Am I being targeted by forces I cannot control? Am I being punished by God for something I did? Well-meaning comforters may offer their own replies: “God is teaching you something,” or “Be grateful for what you are facing since this is God’s method of purifying you in the refiner’s fire.” Such empathy is more bruising than helpful. It also reincarnates the heresy that Jesus combated in His ministry:
“As [Jesus] walked along, he saw a man blind from birth. His disciples asked him, ‘Rabbi, who sinned, this man or his parents, that he was born blind?’ Jesus answered, ‘Neither this man nor his parents sinned; he was born blind so that God’s works might be revealed in him’” (John 9:1-3).* Jesus is clear: No one here is being “taught a lesson.”
At a young father’s funeral a prominent pastor suggested to his widow that she “needed to learn what God was trying to teach her” through this tragedy. Weeks later, when she and I sat down to chat, this well- educated teacher fumed, “Am I so dumb that God has to kill my husband to teach me something?”
Our desire to think that God is behind all that happens has a clear lineage: We need to believe that God is “in control,” that nothing can transpire that God does not will, whether by deliberately causing or allowing our misfortune to strike us.
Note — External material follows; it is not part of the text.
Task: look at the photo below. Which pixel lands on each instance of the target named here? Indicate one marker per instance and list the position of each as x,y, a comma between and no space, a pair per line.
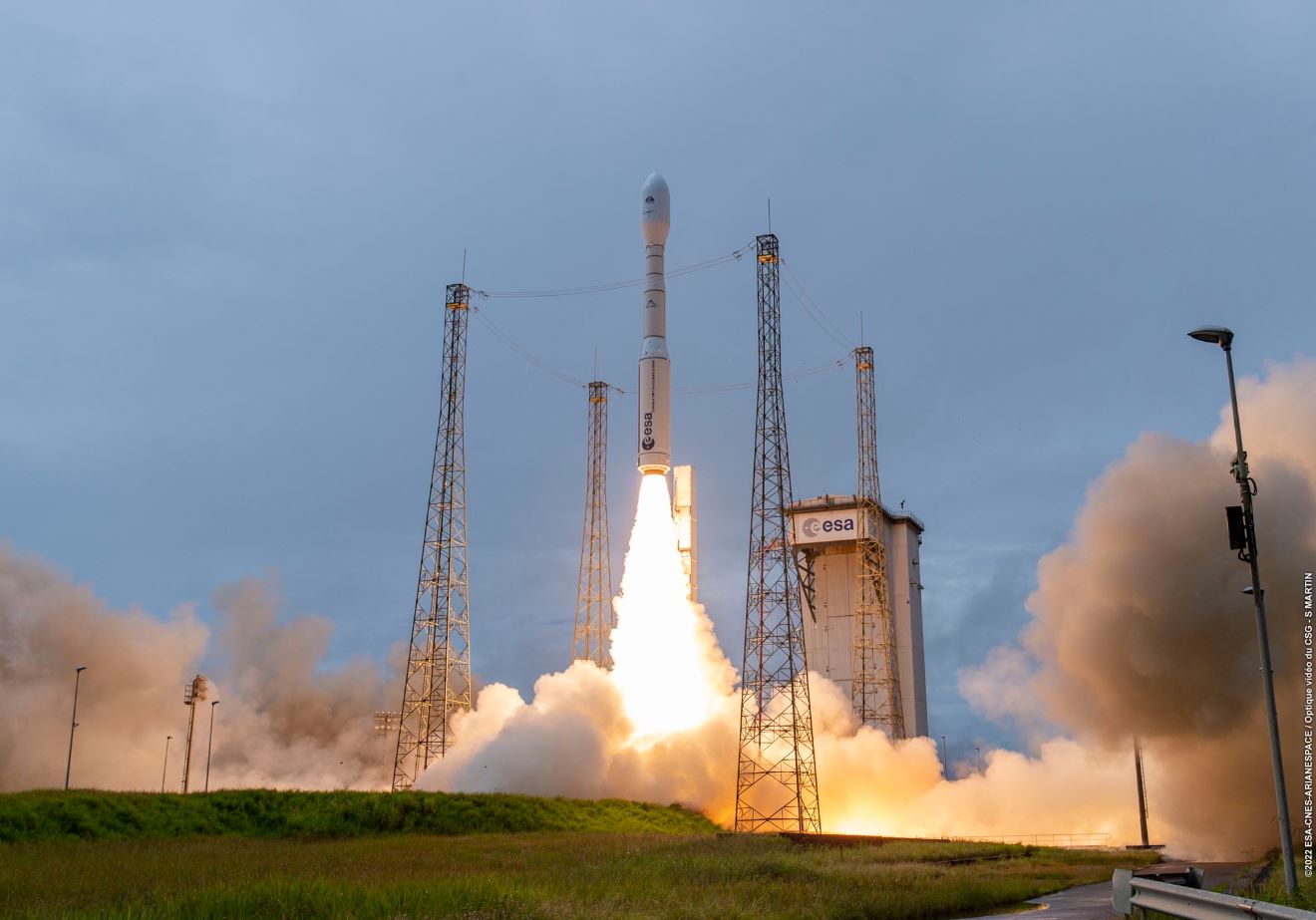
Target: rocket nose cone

We assume that what we do causes what happens to us. If we are “good,” our crops will grow and our families will be protected. If we are “bad,” all bets are off, as we say. This approach offers some believers a measure of comfort. If by our faithfulness or lack of it we can please or displease God, we have a degree of control over what happens to us, some reason. God’s protection is reserved for those who deserve it. More pagan than Chris-tian, this view is nonetheless appealing. The thought that events can occur that God does not control or that flawed human behavior may cause tragedy is very troubling to many.
Fueling such attitudes, in my view, are some misinterpretations of selected biblical promises of protection. For example: “God is our refuge and strength, a very present help in trouble. Therefore we will not fear, . . . though the mountains shake in the heart of the sea; though its waters roar and foam, though the mountains tremble with its tumult” (Ps. 46:1-3); and “A thousand may fall at your side, ten thousand at your right hand, but it will not come near you” (Ps. 91:7).
“It will not come near you” is thought to be a quasi-guarantee that believers will be spared the crumbling buildings from Haiti’s earthquake or the winds and floods of Katrina. If we think such promises apply in every case, what can we say to the mother who moans, “I prayed every day for the safety of my child, yet she was killed by a drunk driver.” Such tragedies can tempt us to question God’s providence and the power of prayer.